L’expo Chaos et mémoires, que le Centre Phi propose jusqu’au 11 juin, est composée de FRAMERATE, une installation immersive britannique sur les relations tendues entre l’espèce humaine et la Terre, ainsi que de quatre œuvres taïwanaises de réalité virtuelle. Un programme corsé et aussi éprouvant que l’actualité internationale !

FRAMERATE : Pulse of the Earth [le pouls de la Terre] est une création du studio britannique ScanLAB Projects, spécialisé dans la numérisation 3D de la réalité du monde, afin de nous projeter dans l’avenir. Autant dire que les paysages en mutation, que cette installation diffuse en accéléré, ne sont pas franchement des images qu’on analyse de gaieté de cœur.

L’œuvre passe en revue quelques activités humaines qui contribuent à tuer, éradiquer, habiter, exploiter ou redessiner des espaces de la planète. Mais elle aborde aussi la croissance des plantes qui est un vrai baume, même s’il est passager durant l’expérience d’environ 25 minutes.

Le visionnement du film se fait dans une salle obscure, assis ou debout, ce qui contribue à nous immerger totalement dans le sujet. Une sensation de gêne nous envahit quand on voit tous ces bovins collés les uns contre les autres dans une ferme d’élevage, la vitesse de déroulement du film donnant l’impression que les bêtes n’ont pas de têtes mais seulement des corps. Les images accélérées dans une intersection londonienne nous renvoient à une condition humaine s’assimilant au destin des fourmis. Et celles prises dans une carrière font prendre la machinerie pour des vers cavernicoles…

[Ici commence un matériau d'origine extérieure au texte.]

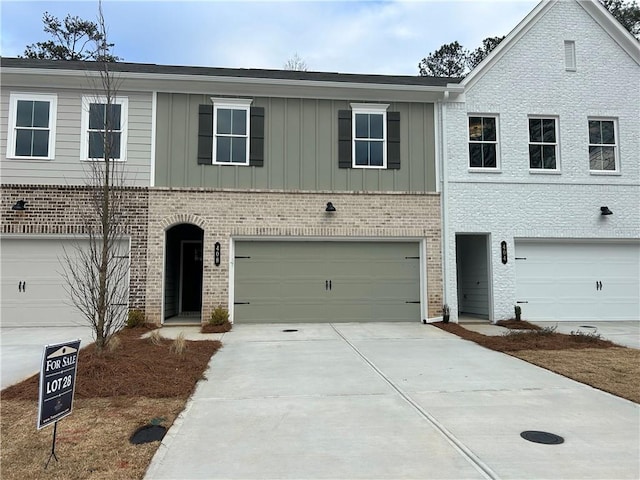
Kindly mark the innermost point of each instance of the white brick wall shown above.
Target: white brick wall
(530, 79)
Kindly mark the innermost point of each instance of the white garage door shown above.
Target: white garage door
(33, 289)
(578, 281)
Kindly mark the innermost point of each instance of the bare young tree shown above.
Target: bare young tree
(96, 270)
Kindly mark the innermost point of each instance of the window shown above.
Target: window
(483, 142)
(104, 128)
(570, 55)
(543, 144)
(369, 135)
(32, 122)
(602, 146)
(231, 131)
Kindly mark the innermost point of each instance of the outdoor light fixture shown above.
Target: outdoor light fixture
(20, 205)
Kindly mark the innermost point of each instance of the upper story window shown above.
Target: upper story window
(483, 142)
(543, 144)
(231, 129)
(603, 149)
(104, 131)
(32, 124)
(369, 135)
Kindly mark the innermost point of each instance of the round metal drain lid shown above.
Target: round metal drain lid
(147, 434)
(542, 437)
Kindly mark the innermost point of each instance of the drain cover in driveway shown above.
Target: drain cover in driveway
(147, 434)
(542, 437)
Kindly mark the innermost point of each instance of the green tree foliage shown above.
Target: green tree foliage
(627, 13)
(450, 60)
(453, 60)
(72, 39)
(476, 56)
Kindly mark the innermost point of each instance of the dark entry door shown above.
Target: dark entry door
(191, 295)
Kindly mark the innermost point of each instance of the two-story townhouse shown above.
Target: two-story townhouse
(49, 136)
(284, 196)
(542, 182)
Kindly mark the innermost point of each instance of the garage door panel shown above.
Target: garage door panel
(578, 280)
(38, 262)
(326, 281)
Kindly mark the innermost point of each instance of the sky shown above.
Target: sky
(377, 37)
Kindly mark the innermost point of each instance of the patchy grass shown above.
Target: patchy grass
(116, 393)
(584, 357)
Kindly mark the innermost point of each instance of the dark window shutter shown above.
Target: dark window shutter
(393, 140)
(344, 139)
(256, 146)
(205, 135)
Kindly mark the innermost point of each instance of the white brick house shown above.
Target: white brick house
(546, 134)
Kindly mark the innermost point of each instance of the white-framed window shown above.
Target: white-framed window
(543, 143)
(31, 132)
(603, 145)
(570, 55)
(369, 133)
(483, 142)
(104, 128)
(231, 131)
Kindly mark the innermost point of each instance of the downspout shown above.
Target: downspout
(443, 176)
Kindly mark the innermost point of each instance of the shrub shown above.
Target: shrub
(155, 338)
(179, 345)
(219, 316)
(136, 318)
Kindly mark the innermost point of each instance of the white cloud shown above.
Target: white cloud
(388, 37)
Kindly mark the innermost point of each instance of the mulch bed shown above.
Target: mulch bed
(136, 368)
(542, 339)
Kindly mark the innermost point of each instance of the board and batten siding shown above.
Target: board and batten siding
(301, 149)
(67, 168)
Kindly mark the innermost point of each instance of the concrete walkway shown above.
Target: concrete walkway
(389, 401)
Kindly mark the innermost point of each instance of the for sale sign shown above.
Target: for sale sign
(57, 381)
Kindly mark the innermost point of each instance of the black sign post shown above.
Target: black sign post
(57, 385)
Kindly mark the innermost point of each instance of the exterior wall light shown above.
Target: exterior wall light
(20, 205)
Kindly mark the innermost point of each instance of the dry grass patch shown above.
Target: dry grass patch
(116, 393)
(614, 370)
(586, 358)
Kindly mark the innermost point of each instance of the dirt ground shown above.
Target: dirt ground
(586, 358)
(148, 381)
(139, 383)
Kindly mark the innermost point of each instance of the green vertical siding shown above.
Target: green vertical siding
(300, 149)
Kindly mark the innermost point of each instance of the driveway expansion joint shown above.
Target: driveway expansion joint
(473, 459)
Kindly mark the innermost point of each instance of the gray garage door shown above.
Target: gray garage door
(33, 289)
(326, 282)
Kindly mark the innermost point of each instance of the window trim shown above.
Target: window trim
(556, 121)
(616, 156)
(232, 104)
(497, 168)
(14, 97)
(368, 109)
(87, 100)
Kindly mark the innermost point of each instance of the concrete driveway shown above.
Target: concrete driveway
(389, 401)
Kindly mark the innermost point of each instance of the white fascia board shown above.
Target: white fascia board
(613, 28)
(202, 84)
(512, 37)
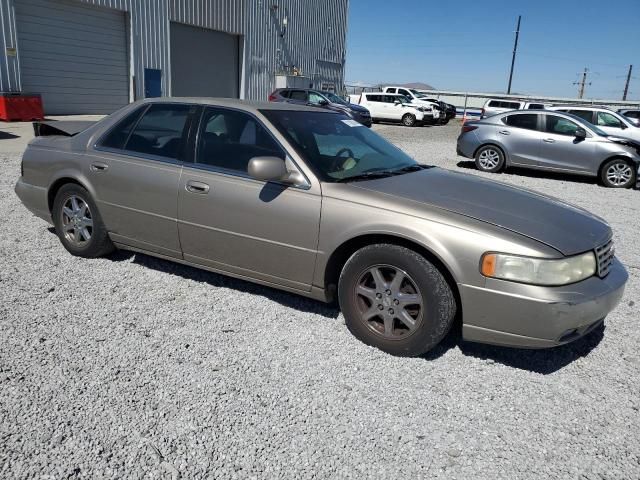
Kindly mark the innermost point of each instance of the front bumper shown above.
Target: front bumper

Le film comme l’installation sont esthétiquement surprenants. Les écrans de projection, situés aux murs, au plafond et au sol, donnent le tournis si l’on ne veut rien manquer, augmentant ce sentiment de malaise qu’une analyse des sujets traités contribue à provoquer. Ces images enregistrées en continu pendant de très longues périodes puis accélérées à vitesse grand V nous mettent face à notre destin et à nos responsabilités. Difficile de ne pas sortir un peu barbouillé… de cette autre critique de notre espèce suicidaire.

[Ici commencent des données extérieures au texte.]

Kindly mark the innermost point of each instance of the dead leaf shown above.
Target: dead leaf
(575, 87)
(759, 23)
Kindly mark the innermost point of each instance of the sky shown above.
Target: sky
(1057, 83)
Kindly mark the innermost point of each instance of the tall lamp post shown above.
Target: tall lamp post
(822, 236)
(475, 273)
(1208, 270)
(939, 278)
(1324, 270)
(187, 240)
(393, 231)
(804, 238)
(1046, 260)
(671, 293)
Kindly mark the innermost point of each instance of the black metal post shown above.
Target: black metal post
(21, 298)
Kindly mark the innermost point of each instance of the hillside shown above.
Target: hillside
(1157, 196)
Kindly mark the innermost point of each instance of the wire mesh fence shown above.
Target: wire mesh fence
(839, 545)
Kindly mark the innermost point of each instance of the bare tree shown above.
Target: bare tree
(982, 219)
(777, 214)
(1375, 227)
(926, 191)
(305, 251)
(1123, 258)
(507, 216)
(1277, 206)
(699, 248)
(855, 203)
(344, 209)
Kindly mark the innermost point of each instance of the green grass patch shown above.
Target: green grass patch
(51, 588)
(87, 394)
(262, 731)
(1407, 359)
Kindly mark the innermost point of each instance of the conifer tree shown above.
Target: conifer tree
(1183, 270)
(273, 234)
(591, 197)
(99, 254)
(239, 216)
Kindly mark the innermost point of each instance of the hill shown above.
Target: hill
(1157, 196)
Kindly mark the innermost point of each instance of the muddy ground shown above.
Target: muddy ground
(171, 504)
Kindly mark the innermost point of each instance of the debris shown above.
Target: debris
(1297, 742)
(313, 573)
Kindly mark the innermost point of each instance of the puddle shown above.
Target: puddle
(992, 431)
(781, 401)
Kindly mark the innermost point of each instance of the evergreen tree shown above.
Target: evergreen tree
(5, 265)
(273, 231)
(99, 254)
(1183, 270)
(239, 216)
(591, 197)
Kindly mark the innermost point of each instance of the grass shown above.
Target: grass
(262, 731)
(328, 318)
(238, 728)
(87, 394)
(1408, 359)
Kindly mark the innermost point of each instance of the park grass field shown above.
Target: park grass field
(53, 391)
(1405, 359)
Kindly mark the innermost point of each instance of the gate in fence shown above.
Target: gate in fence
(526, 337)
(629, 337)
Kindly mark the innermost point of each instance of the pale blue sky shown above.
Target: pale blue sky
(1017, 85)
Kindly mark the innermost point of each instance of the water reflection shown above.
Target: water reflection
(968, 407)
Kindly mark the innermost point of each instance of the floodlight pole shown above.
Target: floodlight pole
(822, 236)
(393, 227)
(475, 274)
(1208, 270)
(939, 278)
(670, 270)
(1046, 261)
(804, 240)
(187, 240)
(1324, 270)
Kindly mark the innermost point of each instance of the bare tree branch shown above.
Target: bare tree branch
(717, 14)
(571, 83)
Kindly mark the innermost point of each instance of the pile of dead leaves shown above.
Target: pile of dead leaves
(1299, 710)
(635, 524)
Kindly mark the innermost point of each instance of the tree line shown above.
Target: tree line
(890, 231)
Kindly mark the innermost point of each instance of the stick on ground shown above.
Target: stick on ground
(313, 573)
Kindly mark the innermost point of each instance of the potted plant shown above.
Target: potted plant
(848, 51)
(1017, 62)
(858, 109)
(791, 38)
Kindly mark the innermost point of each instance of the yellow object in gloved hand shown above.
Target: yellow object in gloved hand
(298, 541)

  • Arrêt sur image du film FRAMERATE. Des clients d’un restaurant apparaissent en accéléré.

    PHOTO FOURNIE PAR PHI

    Arrêt sur image du film FRAMERATE. Des clients d’un restaurant apparaissent en accéléré.

  • La pousse des plantes nous est montrée grâce à des milliers d’images en 3D numérisées chaque jour, pendant des mois.

    PHOTO FOURNIE PAR PHI

    La pousse des plantes nous est montrée grâce à des milliers d’images en 3D numérisées chaque jour, pendant des mois.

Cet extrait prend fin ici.